When government agents kick down Claire Forrester’s front door and murder her parents, Claire realizes just how different she is. Patrick Gamble was nothing special until the day he got on a plane and hours later stepped off it, the only passenger left alive, a hero. Chase Williams has sworn to protect the people of the United States from the menace in their midst, but he is becoming the very thing he has promised to destroy. So far, the threat has been controlled by laws and violence and drugs. But the night of the red moon is coming, when an unrecognizable world will emerge…and the battle for humanity will begin.

Review: 

I’d like to think my 2.5 out of 5 star rating is less arbitrary than usual. It’s not only my subjective numerical assessment of the quality of the book; I also chose it to reflect my opinion that Red Moon really consists of two books: one that I quite liked, and one that I just didn’t like at all. So I give it 50%, half.
As Benjamin Percy himself writes, in one of his least insightful passages in the Red Moon that I didn’t like:
Everything suddenly feels like a double: […] the sun and the moon, the infected and the uninfected, the United States and the Republic, the president and his contender[…]. [T]he world feels split down the center.
And so does the book.

I’ll say more about the book I didn’t like later but I’d rather start with the good Red Moon, because it’s really quite good. My 4 out of 5 star review of the 250-page alternate reality version of this book would read something like this:
Red Moon is a clever allegorical horror novel about two teenagers from two different worlds struggling to find their identities in tragic circumstances. It takes place in an alternate present where some human beings have become Lycans – werewolves – due to a viral infection called Lobos. Unsurprisingly, xenophobia ensues.
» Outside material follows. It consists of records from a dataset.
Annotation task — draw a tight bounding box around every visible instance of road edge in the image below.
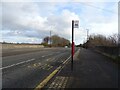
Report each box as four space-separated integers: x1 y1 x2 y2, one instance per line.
34 49 79 90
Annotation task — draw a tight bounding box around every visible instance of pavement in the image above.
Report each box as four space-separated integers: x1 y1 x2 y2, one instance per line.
43 48 120 90
0 48 71 90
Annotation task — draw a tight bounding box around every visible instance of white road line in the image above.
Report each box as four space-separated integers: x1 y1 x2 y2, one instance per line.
0 58 35 70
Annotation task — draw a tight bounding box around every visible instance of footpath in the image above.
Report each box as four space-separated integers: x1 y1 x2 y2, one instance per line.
43 48 120 90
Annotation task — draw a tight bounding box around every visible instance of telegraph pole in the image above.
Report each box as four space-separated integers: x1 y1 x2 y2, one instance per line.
71 20 79 70
86 29 89 41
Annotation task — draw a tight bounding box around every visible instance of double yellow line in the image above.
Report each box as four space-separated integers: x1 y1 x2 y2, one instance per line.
34 66 62 90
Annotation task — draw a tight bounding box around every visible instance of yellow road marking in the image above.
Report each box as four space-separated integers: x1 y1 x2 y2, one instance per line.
34 67 61 90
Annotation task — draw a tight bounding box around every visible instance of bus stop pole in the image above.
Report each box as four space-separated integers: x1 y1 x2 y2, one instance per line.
71 20 74 70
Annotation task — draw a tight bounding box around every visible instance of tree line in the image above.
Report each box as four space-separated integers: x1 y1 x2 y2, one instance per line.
41 35 71 47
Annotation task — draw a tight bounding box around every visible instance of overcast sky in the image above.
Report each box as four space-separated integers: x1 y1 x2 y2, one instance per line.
0 0 118 44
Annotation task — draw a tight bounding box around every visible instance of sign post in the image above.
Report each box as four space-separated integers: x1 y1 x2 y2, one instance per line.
71 20 79 70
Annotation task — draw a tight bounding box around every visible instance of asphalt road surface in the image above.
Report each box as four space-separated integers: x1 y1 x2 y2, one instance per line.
0 48 71 88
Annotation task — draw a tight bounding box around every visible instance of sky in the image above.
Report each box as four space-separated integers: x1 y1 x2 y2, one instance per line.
0 0 118 45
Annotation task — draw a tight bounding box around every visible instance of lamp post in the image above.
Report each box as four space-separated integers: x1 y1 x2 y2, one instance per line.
71 20 79 70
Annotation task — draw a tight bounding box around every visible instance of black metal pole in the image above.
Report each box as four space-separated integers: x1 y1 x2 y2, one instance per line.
71 20 74 70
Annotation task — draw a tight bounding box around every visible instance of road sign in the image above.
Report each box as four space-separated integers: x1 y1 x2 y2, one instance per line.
74 20 79 28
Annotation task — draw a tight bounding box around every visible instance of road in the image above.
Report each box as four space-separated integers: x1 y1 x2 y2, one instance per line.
0 48 71 88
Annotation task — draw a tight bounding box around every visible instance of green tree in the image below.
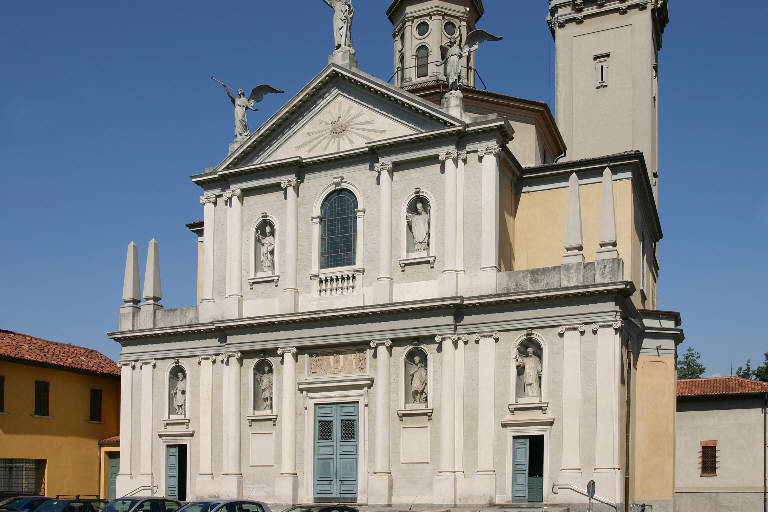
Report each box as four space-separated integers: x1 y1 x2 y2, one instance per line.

Lycans are essentially criminalized; it is illegal for them to Hulk/wolf out, and they are all required to take a mind-dulling drug called Lupex to suppress their symptoms (read: their identities).
Tiff: Wait, this is a werewolf novel? WHAT?!

Patrick, one of the book’s two teenage protagonists, is a nice, uninfected teenager from Oregon who tries to get along with people and see the best in them. He manages to unintentionally become a hero to the anti-Lycan movement after he is the only survivor of a 9/11-esque terrorist attack by a Lycan extremist group.
Claire, the other teenage protaganists, is a Lycan, and so are her parents. After the attack, Claire’s parents –one-time Lycan rights activists – are targeted and killed by a man with a black suit and a scarred face, presumably a government agent. Claire escapes, but the agent – whom Claire nicknames the Tall Man – pursues her.
She decides to go into hiding at her Aunt’s place in Oregon and, while hitchhiking, who happens to pick her up? You guessed it – Patrick. After that, they randomly meet a few more times – and the electricity flies – but, due to their circumstances, they have to go their separate ways, keeping in touch only through some very cute email correspondences.
Tiff: At least Evan liked some of the romance!
The violent and disturbing experiences that occur in Claire and Patrick’s lives transform them both into very different, extreme, singular-minded people with no time for anything but their missions. Of course, their missions put them on a collision course that causes them to eventually meet again. But how will they reconcile the opposite ideological courses their lives have taken?
Patrick and Claire’s story is actually an excellent little book (key word: little) about two people coming-of-age in a violent, hostile, and complicated world that tells them they should hate each other.
But let’s get to the Red Moon that I didn’t like, the one that is packed with an almost absurd number of subplots. There’s one about Chase Williams, a politician running for President of the United States on an anti-Lycan platform (but might he be a Lycan himself??). And there’s one about a scientist who is trying to develop a “cure” for Lobos. And one about Claire’s Aunt Miriam, who is kidnapped by the terrorists. And one about Patrick’s father, who is a soldier in the “Lupine Republic.” And one about the terrorist leader, Balor, who strangely seems to kill Lycans just as often as he kills humans.  And there are more.
Tiff: Uh-oh.

With the possible exception of the Chase Williams story, which has a few very good scenes towards the end of the book, none of these subplots connected with me on any sort of emotional level. They seemed to simply be designed to explore the deeper political landscape of the world. Unfortunately the world has no such depth to explore. All we get is a collection of direct parallels with familiar political issues from the last 50 or so years – 9/11, the war on terrorism, the Patriot Act, Guantanamo Bay, the civil rights movement, the KKK, Israel / Palestine.
Unfortunately, the passage I quoted at the beginning of this review – “it feels like the world is split down the center” – is about as deep and thematic as the book ever gets on any of these issues. I’m sorry, but mere parallels aren’t enough to make an interesting political novel.
So, as a political thriller, I did not like this book at all. In fact, I would describe it as unfocused, boring, and shallow. But, as a coming-of-age story in a horror setting, I thought it was quite good and I would even recommend it to others.
If only Red Moon had been split down the center.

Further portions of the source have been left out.